Bonsai 1.7B Hits 442 t/s on M4 Max with Auto-Tuned Metal Kernels

Bonsai 1.7B — a ternary model from PrismML — has been optimized for Apple Silicon using autonomously tuned Metal kernels. The work was performed by ata, an autonomous engineering agent from Agents2Agents, which ran an agentic evolution search for 6 hours to produce custom GPU kernels.

Benchmark Results

Measured against the upstream llama.cpp at the same Bonsai/Q2_0 commit on an M4 Max (same model file, same llama-bench -p 512 -n 128 -r 10 -fa 1 -ngl 99 config):

Decode (tg128): 311.66 → 442.42 t/s (+42.0%)
Prefill (pp512): 4250.32 → 4622.63 t/s (+8.8%)

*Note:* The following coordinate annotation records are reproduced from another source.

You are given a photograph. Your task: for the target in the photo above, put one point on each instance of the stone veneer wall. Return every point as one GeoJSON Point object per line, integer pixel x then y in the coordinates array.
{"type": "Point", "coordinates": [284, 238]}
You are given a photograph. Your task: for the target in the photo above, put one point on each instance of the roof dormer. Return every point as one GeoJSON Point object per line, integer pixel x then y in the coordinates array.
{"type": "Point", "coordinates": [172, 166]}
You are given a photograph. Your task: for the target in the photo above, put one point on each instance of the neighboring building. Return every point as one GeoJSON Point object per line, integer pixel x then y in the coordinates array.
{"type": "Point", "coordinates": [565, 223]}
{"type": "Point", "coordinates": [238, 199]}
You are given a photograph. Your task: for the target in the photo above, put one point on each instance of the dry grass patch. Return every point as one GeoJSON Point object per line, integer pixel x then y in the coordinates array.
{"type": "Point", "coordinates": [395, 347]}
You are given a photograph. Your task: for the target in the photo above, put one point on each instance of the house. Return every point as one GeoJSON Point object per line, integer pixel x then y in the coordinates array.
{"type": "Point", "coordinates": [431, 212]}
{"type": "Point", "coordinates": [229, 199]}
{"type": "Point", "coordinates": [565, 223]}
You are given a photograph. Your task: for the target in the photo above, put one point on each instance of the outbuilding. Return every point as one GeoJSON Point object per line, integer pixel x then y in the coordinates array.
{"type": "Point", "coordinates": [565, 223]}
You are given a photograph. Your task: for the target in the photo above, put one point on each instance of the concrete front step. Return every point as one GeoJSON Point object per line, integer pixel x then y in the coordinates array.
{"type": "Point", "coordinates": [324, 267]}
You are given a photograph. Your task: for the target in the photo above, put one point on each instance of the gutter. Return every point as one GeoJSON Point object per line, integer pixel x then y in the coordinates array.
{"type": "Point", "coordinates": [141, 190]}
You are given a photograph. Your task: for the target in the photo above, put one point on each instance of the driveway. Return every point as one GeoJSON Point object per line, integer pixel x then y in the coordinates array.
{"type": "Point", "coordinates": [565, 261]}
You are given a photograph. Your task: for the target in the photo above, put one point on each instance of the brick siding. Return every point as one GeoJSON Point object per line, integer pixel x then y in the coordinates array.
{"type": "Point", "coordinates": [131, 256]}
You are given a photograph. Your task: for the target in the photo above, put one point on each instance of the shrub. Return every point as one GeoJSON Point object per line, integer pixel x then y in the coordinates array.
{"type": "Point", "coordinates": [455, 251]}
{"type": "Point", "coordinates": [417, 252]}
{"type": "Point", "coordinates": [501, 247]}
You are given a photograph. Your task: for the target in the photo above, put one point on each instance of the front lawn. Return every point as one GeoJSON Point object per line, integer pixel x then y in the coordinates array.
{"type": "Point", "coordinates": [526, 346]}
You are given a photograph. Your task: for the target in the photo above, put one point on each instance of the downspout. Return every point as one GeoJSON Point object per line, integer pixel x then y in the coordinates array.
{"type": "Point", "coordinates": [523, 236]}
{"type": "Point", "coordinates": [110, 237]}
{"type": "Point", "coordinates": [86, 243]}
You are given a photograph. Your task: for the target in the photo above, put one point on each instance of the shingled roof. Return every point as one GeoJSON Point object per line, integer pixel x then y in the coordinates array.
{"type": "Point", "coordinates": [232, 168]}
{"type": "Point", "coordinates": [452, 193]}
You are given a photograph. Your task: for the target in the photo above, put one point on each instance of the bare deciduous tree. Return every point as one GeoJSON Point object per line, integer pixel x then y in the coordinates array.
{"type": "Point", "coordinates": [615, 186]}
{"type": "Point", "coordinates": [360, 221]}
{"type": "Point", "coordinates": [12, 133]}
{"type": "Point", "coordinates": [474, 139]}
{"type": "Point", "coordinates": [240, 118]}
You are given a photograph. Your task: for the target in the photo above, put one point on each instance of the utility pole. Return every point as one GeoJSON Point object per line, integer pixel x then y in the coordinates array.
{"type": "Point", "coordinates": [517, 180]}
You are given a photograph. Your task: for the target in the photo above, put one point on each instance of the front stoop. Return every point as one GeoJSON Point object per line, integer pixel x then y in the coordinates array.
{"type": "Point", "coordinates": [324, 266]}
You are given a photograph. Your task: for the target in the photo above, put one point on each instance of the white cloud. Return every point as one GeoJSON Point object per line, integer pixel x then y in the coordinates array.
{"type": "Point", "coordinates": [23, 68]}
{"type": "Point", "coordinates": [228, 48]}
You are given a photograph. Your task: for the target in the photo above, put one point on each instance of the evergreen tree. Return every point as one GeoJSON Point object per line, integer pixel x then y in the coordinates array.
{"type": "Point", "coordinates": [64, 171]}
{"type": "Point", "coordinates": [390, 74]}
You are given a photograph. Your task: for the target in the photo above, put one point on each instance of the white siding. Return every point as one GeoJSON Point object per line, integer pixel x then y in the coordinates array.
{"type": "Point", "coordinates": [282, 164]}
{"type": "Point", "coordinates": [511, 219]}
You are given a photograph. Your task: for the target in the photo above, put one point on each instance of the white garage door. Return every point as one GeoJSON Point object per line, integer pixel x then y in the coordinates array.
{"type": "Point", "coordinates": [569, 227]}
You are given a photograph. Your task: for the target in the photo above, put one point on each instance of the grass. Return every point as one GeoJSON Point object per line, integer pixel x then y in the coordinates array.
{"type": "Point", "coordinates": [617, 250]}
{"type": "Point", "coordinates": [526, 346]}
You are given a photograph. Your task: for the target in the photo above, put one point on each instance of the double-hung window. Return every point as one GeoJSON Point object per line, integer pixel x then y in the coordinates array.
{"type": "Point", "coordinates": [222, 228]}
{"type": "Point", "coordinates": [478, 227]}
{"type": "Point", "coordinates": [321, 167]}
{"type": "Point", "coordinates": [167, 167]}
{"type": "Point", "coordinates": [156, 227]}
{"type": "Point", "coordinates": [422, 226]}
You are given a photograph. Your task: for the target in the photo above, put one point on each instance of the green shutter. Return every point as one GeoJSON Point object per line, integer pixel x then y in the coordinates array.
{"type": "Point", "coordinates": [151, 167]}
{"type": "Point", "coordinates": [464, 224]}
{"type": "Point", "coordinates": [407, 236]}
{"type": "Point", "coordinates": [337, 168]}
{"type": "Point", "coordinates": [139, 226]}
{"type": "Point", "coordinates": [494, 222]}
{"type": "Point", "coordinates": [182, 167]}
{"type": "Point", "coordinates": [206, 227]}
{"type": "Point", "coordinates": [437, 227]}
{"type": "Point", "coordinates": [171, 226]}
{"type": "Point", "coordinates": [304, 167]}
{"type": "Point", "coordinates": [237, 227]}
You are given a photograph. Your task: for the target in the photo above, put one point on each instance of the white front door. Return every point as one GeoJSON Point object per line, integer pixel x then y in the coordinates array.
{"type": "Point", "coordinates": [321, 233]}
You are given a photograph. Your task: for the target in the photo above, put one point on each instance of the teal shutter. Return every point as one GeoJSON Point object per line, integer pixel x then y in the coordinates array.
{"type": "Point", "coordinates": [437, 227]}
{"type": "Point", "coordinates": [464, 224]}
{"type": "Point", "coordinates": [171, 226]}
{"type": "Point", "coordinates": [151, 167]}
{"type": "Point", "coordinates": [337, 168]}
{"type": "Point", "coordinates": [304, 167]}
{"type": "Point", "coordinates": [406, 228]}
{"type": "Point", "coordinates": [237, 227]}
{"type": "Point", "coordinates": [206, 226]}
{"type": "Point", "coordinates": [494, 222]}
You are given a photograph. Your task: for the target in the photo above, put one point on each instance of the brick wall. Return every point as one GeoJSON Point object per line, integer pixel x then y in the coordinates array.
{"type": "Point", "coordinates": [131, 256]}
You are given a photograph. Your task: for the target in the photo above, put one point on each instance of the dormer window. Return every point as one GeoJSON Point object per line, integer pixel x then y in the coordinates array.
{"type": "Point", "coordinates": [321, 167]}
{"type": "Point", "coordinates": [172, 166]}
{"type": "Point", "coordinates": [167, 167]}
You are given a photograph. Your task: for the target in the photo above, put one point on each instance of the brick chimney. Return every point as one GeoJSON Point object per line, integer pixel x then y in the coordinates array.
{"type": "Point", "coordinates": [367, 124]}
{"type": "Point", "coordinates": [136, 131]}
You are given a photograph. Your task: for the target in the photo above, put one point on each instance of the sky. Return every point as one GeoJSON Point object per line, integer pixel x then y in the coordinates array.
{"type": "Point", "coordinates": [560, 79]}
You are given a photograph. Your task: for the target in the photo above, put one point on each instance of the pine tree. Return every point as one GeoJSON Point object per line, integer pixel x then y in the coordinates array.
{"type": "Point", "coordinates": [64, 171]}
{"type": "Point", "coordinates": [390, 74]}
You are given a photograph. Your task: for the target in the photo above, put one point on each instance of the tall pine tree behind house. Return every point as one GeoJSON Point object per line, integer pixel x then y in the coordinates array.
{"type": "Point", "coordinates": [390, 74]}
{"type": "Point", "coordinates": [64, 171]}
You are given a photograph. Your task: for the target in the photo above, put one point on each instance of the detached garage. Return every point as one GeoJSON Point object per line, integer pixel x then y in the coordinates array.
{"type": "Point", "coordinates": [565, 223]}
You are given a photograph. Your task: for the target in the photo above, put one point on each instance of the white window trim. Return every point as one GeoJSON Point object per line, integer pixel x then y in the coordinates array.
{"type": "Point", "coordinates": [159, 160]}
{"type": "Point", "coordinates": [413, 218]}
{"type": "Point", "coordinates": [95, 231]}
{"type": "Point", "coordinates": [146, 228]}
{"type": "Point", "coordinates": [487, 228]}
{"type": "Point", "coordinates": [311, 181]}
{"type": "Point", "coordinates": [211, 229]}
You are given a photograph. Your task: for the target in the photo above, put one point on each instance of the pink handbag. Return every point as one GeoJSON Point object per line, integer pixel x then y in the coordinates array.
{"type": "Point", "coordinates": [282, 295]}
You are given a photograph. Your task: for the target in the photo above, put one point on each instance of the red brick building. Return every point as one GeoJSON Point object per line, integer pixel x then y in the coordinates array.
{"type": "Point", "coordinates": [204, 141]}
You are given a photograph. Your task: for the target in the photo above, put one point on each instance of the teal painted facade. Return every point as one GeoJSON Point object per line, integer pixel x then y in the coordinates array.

For context, the Bonsai 8B whitepaper reports MLX-upstream Q2_0 decode at 235 t/s on Apple Silicon. This build achieves 442 t/s on the 1.7B variant via custom Metal kernels (different framework, smaller model — directionally indicative of headroom in the stack).

What's Included

The build is a drop-in optimized inference package for M-series Macs (arm64 only). Inside the 358 MB tar.xz:

chat.sh — interactive REPL
complete.sh — non-interactive completion
bench.sh — reproduce the benchmarks
server.sh — OpenAI-compatible HTTP API on :8080
Bonsai-1.7B-Q2_0.gguf — the model file (442 MB)

Quick Start

tar -xJf bonsai-1.7b-ternary-M4Max.tar.xz
cd bonsai-1.7b-ternary-M4Max
./chat.sh

Technical Details

Every Metal kernel was authored and tuned by ata without human intervention. The work focused on custom GPU kernels at the matvec / FFN / KV-cache layer, shape-specialized for the Bonsai 1.7B Q2_0 decode path. Numerical output matches the reference build (verified top-1 token match). Tested on M4 Max; proportional gains expected on M1+.